# Trail vs XC



## Cyclist33 (20 Nov 2010)

What is the difference between trail and xc riding?

Cheers
Stu


----------



## GrumpyGregry (20 Nov 2010)

As many definitions as you will get responses and then some.

For me XC riding in the UK is about riding about our countryside on real life/historic/old rights-of-way (Bridleways, BOATS RUPPS, white roads) which were not purpose built for cycling whilst trail riding is about riding on purpose built or purposely upgraded routes designed for cycling typically within a defined area like a trail centre or on a specific route like the SDW. 

For me a typical XC bike will be light, fairly short travel fork, no rear sus, relatively narrow tyres and comfortable enough that you can ride it all day, including riding it to and from the start of your off road ride on tarmac. A trail bike will be beefier, longer travel, rear sus is more appropriate,and designed to take bigger hits and be ridden for a few hours at a stretch usually travelling to the trail in or on a car.

But it is only my opinion....


----------



## lukesdad (20 Nov 2010)

[QUOTE 1249319"]
Hmmm, Greg has a point!

To me tr*ai*l and xc riding would be the same! Tr*ia*ls riding and downhill are very different though, oh and different from each other.

That is only my opinion though 
[/quote]

I agree with this, shall we throw in freeride as well ?


----------



## maurice (21 Nov 2010)

Trail is a marketing term for XC, essentially they are the same.


----------



## Panter (21 Nov 2010)

I'd agree with all the above.

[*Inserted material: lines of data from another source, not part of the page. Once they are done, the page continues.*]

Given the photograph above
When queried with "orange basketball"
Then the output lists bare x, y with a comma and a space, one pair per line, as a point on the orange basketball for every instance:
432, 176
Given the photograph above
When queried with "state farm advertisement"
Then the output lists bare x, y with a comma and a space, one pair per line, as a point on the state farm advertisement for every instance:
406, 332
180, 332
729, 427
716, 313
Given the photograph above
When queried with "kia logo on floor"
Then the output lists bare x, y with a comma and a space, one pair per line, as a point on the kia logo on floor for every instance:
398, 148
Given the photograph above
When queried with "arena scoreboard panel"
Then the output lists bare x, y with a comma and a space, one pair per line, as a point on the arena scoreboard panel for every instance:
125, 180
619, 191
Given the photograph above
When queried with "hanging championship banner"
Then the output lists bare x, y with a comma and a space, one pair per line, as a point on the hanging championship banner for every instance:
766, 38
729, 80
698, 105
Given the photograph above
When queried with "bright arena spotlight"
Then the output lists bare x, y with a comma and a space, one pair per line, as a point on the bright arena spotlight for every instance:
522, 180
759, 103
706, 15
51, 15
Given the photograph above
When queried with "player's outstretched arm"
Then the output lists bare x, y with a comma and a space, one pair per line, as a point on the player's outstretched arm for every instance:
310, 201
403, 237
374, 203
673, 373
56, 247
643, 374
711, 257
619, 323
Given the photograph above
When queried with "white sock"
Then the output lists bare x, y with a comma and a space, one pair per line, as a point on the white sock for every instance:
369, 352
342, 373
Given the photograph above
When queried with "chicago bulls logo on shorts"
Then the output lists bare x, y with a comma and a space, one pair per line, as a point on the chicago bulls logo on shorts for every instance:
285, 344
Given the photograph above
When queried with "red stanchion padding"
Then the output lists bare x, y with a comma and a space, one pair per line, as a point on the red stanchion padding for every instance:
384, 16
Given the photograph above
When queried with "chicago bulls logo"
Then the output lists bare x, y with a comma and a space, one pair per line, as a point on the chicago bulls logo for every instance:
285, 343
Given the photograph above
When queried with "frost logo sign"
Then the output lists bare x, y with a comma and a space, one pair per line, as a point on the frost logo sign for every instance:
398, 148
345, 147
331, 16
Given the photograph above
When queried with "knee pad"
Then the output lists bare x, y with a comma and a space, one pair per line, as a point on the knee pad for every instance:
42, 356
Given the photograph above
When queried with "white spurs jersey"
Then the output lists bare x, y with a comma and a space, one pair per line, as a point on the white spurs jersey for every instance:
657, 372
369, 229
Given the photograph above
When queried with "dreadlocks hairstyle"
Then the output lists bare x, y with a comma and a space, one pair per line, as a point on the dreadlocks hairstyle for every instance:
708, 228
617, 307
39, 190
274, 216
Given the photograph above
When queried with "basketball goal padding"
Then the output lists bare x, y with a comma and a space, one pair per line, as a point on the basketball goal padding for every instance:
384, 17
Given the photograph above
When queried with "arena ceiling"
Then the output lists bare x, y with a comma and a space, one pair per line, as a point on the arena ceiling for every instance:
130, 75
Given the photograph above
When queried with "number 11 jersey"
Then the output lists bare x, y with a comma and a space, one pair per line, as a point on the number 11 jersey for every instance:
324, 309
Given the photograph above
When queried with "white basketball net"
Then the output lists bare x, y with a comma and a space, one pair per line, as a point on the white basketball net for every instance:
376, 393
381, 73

XC, for me, means plotting your own route etc but it seems that most trail centres are regarded as XC now!


----------



## Cubist (21 Nov 2010)

maurice said:


> Trail is a marketing term for XC, essentially they are the same.


No, sorry, I have to disagree.

There are a few new genres of bike being developed and marketed, each becoming more and more specialised in terms of kit, componentry, geometry, suspension travel and so on. 
Essentially a XC bike is designed for speed over roughish terrain. Nowadays you find more and more sub 10kg XC bikes, out and out racers with a head down-arse up geometry. They will typically have light alloy or carbon frames, and will have short travel usually air sprung suspension forks, 80mm to 120mm, but most typically 100mm. Search for World Cup XC footage, watch Mountain Biking progs on satellite TV and you'll see exactly what I mean. These are featherweight machines for lycra-clad whippets, narrow flat bars with XCR drivetrains. You will also see these riders facing technical sections where they tend to fall off, carry their bikes, or a mixture of both. 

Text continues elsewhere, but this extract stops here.